Just before Christmas, the Cuban government postponed a historic presidential election in which longtime leader Raúl Castro was expected to step down.
Initially slated for February, the vote was delayed until April, prompting speculation about the country’s future, the Miami Herald reported.
All that is certain is that Castro will remain in power at least until April 19, the date now set for election of a new legislature and the president of the Councils of State and Ministers, positions now held by the brother of the late revolutionary leader, Fidel Castro.
Some speculate that Raúl Castro will stay on after the election to deal with a sluggish economy, the devastation resulting from Hurricane Irma and the new reality of relations with Washington under the administration of US President Donald Trump.
“I know very well how they think and react,” the Herald quoted a former Cuban intelligence analyst who now lives in Miami as saying of Castro and his team. “To me, it’s inconceivable facing the current circumstances that they would retire.”
But such speculation “is to misread the man,” the Economist suggested.
The Economist and others argue that Castro’s options aren’t limited to retirement or remaining in office. Citing his work to institutionalize the communist regime with an orderly administration and collective leadership, the Economist noted that Castro has groomed Miguel Díaz-Canel as his replacement – and that Díaz-Canel would continue to answer to Castro behind the scenes.
The process is more selection than election, Osmel Ramirez Alvarez argues in the Havana Times, an independent online magazine based in Nicaragua.
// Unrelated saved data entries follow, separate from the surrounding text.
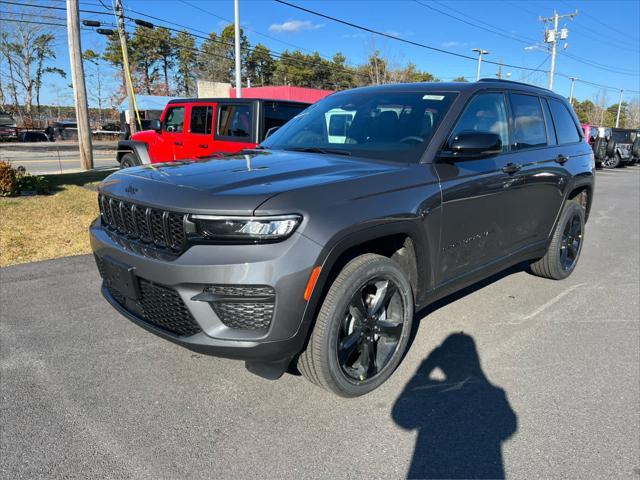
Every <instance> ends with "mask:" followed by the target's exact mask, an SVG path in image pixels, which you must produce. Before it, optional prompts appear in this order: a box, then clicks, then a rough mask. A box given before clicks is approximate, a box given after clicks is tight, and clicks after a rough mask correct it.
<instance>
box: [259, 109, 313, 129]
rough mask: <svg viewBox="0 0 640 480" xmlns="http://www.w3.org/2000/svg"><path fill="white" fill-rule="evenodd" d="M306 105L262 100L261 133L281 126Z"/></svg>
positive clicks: (280, 126) (285, 122) (295, 115)
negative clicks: (278, 102)
mask: <svg viewBox="0 0 640 480" xmlns="http://www.w3.org/2000/svg"><path fill="white" fill-rule="evenodd" d="M305 108H307V107H306V105H304V106H303V105H287V104H282V103H278V102H264V104H263V111H264V125H263V135H264V134H266V133H267V132H268V131H269V129H270V128H273V127H281V126H282V125H284V124H285V123H287V122H288V121H289V120H291V119H292V118H293V117H295V116H296V115H297V114H299V113H300V112H302V111H303V110H304V109H305Z"/></svg>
“Díaz-Canel returned three months ago to make regular appearances in front of cameras and microphones, and nothing is coincidence in Cuba’s official journalism. And in recent weeks, his appearances have intensified,” Alvarez noted.
A handpicked “nomination committee” will decide who’s on the ballot. Castro will continue to have power as the head of the communist party. He is giving up his administrative position but not his political one. And he is likely to remain the head of Cuba’s Revolutionary Armed Forces or pass that position to his son.
Still, the election will be “an unprecedented event that hasn’t happened since 1976,” Alvarez said.
Castro’s supervision won’t be the only tricky issue for Díaz-Canel, however.
Assuming things go as expected, he’ll take office amid a rough patch in US-Cuban relations, following controversies over alleged “sonic attacks” on US diplomatic staff stationed in Havana and Trump’s pullback from the rapprochement brokered by his predecessor.
Of perhaps greater concern, new evidence suggests that the Cuban economy is in worse shape than previously claimed – with a GDP per capita of barely half the officially reported figure and only a third of the Latin American average. And the turmoil in Venezuela threatens to cut off a major lifeline.
Castro’s frustrated constituents could also present some problems.
“Whoever succeeds Castro will be called upon to balance the desires of Cuban hardliners and those who want the Cuban economy to open more and the outreach to the United States to continue,” the Economist concluded.